Myanmar President Thein Sein said his government was committed to political reform and would put the stability of the country ahead of economic development, Singapore's Straits Times newspaper reported on Tuesday.
The president, in Singapore for a three-day official visit that began on Sunday, has overseen dramatic reforms over the past few months, including the freeing of hundreds of political prisoners, a loosening of media controls and engagement with Aung San Suu Kyi, leader of the fight for democracy in Myanmar.
The government has also agreed to ceasefires with several ethnic rebel groups in the past three months and is holding talks with others, some of which have been fighting for autonomy for decades.
"The future of Myanmar lies in peace and stability, while economic development is a secondary priority for the country," Thein Sein said in an interview with the newspaper.

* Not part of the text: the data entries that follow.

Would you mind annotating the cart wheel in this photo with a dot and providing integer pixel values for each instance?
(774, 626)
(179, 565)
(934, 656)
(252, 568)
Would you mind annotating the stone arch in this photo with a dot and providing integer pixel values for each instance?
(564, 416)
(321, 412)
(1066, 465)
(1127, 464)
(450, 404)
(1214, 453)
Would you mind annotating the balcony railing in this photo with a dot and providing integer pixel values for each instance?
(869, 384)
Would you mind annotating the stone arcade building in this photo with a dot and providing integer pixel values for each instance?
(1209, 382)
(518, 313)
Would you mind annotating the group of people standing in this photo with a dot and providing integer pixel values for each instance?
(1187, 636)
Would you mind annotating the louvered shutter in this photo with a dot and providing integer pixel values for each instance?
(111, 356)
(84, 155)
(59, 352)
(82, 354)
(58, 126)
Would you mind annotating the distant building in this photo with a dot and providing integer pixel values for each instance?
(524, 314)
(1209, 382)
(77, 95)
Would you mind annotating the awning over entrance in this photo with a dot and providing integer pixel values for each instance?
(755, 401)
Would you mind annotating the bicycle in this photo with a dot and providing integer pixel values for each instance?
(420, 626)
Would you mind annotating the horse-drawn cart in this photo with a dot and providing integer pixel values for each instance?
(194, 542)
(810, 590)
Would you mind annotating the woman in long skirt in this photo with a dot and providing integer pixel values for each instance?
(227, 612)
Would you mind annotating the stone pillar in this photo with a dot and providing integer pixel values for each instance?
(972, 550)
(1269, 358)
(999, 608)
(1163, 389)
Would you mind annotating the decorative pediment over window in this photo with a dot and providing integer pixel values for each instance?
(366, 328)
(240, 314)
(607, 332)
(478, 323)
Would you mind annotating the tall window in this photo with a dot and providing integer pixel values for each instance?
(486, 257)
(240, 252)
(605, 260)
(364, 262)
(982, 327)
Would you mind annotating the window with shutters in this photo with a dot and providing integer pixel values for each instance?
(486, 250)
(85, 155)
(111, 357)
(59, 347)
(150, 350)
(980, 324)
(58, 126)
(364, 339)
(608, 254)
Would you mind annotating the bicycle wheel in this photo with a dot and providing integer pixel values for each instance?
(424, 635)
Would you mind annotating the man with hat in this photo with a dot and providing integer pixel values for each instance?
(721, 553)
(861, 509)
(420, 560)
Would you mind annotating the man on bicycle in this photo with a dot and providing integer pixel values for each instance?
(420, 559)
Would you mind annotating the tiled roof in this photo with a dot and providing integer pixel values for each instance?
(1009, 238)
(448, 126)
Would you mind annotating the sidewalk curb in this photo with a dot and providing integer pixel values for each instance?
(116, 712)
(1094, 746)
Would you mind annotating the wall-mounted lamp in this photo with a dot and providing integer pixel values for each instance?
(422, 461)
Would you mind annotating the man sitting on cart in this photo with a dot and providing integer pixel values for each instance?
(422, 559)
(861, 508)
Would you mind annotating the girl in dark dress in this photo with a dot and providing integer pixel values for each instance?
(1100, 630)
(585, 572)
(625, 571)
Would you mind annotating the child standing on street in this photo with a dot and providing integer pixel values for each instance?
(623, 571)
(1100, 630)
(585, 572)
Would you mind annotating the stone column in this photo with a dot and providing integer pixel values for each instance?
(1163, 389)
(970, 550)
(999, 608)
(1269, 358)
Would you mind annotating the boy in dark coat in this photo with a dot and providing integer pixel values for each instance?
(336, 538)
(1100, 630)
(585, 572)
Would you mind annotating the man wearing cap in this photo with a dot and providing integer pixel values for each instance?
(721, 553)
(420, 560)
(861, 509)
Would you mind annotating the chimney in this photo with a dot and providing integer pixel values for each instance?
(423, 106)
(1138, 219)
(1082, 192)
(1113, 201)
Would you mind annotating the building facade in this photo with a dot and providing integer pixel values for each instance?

"We are already on the chosen path to democracy and we will continue. We are nurturing the system to have a flourishing democracy in the country," he said.
Thein Sein was part of the junta that stepped aside when a nominally civilian government took office last March. As the country has opened up to the outside world, he and his ministers have started speaking more to the media.
The president indicated interest in developing trade in foreign currencies and stocks as part of Myanmar's economic reforms.
"At the moment we do not have the skills and expertise (in this area) and are seeking technical assistance from international financial institutions," he said.
Japan's Daiwa Securities is advising on how to develop the barely functioning stock exchange it helped set up in Myanmar in the 1990s. South Korean bourse operator Korea Exchange has held talks with the authorities on a separate bourse.
The International Monetary Fund is advising on currency reforms.
Singapore said on Monday it would help Myanmar train its people in areas such as economic planning and urban development.
The government has launched a number of initiatives to boost the economy, introducing tax breaks for foreign investors and announcing tax exemptions to help exports of commodities such as rice, beans, corn and rubber.